ECBと米GDP、ドル買い継続か
掲載日:2026.04.30
本日のポイント
- 欧・ECB政策金利&声明発表
- 米・第1四半期GDP【速報値】
29日のNY市場では、ドル買いが優勢となった。中東情勢の緊迫化を受けて原油価格が上昇し、有事のドル買いが意識されたことに加え、FOMCで政策金利が据え置かれたものの、タカ派色が意識されたことが背景にある。4人の反対票のうち利下げ支持のミラン理事以外の3名が「現時点で声明に緩和バイアスを盛り込むことは支持できない」などとし、政策決定に反対した。こうしたFRB内の動きを受け、ドル円は160円台に乗せて一時160.48円まで上昇し、終盤も160.32円前後で推移した。一方、ユーロドルはドル買い地合いが重しとなり、一時1.1662ドルまで下落し、終盤は1.1675ドル近辺で引けた。
本日の東京市場では、ドル買いが継続した。前日のNY市場で中東情勢の緊迫化やFOMC後の発表を背景にドル買いが強まった流れを受け、東京時間も原油高とドル買いの地合いが続いた。一方で、160円台後半では日本の通貨当局による実弾介入への警戒感も意識され、上値は重かった。こうした中、ドル円は朝方に160円ちょうど付近まで弱含む場面があったものの、その後はじり高となり、15時時点で160.67円まで上値を伸ばしている。ユーロドルは軟調に推移し、1.1656ドルの安値をつけた。
本日のポイントは、欧・ECB政策金利と声明発表、そして21:30の米・第1四半期GDP速報値だ。足元ではエネルギー価格上昇を背景にユーロ圏のインフレ再加速懸念がくすぶる一方、3月会合では政策金利が据え置かれていた。今回は政策変更そのものよりも、声明でインフレや景気の下振れリスクをどう評価するかが焦点になりやすい。

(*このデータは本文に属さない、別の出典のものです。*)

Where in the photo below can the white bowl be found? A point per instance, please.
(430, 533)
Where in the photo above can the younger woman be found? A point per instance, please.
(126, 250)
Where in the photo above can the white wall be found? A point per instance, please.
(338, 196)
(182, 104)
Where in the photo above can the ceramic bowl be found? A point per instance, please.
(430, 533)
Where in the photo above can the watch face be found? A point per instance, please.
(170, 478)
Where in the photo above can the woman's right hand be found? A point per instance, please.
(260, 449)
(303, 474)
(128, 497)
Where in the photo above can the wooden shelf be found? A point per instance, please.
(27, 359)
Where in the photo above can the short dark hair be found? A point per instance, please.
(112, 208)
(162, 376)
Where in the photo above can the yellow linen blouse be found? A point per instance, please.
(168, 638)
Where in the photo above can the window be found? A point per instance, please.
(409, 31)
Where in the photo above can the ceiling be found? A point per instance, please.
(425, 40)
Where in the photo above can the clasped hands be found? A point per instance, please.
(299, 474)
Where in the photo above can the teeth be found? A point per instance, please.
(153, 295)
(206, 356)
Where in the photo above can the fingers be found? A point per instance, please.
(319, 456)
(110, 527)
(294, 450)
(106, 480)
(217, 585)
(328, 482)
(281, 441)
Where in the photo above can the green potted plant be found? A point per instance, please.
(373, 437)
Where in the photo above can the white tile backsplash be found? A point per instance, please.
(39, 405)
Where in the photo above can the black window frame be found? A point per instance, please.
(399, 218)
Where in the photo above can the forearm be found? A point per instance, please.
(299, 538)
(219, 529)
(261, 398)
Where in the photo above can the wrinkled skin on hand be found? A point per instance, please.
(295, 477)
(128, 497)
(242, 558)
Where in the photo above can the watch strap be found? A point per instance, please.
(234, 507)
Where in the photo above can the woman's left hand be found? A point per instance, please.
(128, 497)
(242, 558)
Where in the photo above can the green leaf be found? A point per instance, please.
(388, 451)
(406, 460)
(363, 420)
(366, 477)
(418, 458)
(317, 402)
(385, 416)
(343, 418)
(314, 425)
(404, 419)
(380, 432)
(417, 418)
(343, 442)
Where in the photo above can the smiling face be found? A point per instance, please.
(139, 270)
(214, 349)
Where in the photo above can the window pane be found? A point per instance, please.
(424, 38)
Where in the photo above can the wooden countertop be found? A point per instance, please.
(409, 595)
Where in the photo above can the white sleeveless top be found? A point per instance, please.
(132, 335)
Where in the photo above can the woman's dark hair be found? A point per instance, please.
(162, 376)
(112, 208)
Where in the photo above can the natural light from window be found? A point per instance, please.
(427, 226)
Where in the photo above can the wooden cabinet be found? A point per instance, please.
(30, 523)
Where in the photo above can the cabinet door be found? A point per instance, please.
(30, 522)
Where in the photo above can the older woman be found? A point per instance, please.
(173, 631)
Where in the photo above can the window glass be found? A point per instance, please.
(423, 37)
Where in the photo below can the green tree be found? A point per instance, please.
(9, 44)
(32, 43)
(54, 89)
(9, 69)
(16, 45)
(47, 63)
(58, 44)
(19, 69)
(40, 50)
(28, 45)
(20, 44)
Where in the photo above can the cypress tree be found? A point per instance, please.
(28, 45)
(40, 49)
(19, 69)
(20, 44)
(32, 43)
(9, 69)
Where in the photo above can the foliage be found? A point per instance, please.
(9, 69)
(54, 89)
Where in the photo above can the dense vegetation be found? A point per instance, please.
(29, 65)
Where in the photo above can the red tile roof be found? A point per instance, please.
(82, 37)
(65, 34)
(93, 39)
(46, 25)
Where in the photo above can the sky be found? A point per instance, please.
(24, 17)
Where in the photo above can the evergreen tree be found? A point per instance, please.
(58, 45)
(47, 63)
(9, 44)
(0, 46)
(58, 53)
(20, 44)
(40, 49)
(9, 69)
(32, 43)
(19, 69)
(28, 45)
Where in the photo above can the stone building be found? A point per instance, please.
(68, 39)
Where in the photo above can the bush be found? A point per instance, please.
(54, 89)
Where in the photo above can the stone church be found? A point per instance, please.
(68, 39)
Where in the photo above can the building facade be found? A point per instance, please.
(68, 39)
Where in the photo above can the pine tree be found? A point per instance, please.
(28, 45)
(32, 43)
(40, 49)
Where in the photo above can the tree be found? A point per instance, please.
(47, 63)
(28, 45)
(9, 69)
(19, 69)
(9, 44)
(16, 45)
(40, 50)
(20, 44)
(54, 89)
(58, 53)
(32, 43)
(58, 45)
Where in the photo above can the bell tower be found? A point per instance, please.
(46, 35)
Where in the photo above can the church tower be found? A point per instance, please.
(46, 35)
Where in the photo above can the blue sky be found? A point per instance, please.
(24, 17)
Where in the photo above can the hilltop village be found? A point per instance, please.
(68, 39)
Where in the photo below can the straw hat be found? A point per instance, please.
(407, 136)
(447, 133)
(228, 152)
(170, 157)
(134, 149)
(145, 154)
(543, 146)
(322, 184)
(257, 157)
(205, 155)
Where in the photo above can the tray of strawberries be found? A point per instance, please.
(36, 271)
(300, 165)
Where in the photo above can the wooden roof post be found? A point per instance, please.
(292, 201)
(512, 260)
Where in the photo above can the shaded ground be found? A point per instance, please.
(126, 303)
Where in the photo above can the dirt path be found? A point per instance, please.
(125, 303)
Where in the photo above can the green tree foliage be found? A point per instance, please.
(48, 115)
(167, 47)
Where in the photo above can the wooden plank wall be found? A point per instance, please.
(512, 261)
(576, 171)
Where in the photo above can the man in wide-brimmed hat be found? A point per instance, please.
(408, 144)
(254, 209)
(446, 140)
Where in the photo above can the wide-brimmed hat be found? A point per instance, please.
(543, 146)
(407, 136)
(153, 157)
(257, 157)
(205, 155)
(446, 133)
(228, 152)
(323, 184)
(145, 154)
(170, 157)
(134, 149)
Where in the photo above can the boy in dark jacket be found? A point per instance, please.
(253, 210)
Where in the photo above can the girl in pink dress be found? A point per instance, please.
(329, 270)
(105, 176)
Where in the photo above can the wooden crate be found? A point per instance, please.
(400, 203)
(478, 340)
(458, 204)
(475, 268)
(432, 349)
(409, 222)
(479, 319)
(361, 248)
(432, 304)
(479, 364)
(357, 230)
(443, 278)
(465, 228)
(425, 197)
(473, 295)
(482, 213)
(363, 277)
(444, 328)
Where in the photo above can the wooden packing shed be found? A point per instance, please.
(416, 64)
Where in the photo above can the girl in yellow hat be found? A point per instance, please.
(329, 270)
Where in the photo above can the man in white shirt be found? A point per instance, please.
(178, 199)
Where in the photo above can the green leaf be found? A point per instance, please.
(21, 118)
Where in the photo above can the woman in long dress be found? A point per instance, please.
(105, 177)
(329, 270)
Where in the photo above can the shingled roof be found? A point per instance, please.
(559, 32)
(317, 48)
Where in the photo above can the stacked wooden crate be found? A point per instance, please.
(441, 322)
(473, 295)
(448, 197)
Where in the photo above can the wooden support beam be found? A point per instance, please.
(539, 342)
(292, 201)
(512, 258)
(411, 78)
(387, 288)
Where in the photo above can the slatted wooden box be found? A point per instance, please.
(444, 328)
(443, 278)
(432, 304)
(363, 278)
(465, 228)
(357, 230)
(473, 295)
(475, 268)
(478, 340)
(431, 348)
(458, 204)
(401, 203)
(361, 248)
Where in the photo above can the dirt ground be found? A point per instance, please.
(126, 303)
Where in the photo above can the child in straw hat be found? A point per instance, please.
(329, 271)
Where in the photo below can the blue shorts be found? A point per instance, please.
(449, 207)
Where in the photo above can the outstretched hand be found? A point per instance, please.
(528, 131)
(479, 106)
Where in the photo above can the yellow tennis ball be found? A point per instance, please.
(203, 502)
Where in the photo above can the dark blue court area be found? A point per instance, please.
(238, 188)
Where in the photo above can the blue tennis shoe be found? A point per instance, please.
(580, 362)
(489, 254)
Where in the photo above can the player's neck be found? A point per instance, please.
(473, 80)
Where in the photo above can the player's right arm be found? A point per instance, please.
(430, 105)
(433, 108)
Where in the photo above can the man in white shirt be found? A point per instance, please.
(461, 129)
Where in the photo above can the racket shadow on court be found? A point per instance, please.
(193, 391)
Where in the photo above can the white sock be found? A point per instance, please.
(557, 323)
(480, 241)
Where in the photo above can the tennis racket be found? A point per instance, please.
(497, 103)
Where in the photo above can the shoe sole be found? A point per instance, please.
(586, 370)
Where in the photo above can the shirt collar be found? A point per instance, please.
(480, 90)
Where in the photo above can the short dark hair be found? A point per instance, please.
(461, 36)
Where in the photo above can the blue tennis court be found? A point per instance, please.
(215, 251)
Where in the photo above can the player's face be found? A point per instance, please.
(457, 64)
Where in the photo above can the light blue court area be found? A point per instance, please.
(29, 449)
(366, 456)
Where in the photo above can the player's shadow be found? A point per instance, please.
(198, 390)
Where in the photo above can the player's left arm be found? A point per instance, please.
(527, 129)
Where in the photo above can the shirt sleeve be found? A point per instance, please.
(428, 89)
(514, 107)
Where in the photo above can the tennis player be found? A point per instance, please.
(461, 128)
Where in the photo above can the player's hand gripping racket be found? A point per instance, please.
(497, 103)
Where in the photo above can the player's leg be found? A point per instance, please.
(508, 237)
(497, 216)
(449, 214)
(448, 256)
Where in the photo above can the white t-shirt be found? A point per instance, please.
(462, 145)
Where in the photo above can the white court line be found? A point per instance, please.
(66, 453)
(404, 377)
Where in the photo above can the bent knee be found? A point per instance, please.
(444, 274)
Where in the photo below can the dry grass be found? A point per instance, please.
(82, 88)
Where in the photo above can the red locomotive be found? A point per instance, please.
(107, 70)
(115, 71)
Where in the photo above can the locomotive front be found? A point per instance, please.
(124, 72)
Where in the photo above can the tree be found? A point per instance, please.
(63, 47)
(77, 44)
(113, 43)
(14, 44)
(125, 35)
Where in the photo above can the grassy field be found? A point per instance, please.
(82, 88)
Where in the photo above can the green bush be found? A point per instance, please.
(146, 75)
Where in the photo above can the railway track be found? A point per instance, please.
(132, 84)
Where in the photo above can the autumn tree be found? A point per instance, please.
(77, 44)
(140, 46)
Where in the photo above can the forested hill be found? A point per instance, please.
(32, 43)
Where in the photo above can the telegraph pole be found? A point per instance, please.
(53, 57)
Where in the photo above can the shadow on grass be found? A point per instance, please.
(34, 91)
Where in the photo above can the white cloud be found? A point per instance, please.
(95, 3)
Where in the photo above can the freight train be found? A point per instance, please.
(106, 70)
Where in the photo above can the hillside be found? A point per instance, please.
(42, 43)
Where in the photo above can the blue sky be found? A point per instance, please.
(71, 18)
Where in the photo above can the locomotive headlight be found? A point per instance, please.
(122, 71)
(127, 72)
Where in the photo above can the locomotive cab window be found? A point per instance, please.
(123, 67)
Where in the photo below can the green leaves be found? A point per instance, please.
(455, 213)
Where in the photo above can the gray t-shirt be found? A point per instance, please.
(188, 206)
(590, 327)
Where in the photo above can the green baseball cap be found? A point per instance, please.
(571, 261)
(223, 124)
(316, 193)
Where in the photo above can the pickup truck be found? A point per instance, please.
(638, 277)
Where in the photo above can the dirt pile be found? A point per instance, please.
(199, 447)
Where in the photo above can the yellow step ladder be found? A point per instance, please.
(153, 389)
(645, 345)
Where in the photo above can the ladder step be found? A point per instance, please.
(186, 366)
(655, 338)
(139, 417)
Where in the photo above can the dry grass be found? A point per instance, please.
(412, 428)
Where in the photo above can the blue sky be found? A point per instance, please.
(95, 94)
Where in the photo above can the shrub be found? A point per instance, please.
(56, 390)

市場では、即時の利上げというより今後のスタンスを探る材料として受け止められやすく、声明が想定よりタカ派ならユーロ買い、慎重な景気認識が強ければユーロ売りにつながる可能性がある。一方、米・第1四半期GDP速報値は、米景気の勢いを確認する重要指標だ。市場予想は前期比年率+2.2%となっている。前回2025年第4四半期は年率0.5%成長にとどまっていたため、今回は米景気が持ち直しているのか、それとも減速感が続いているのかが焦点となる。結果が予想を上回れば米景気の底堅さが意識されてドルを支える可能性がある一方、予想を下回れば景気減速懸念を通じてドル売り材料となる余地がある。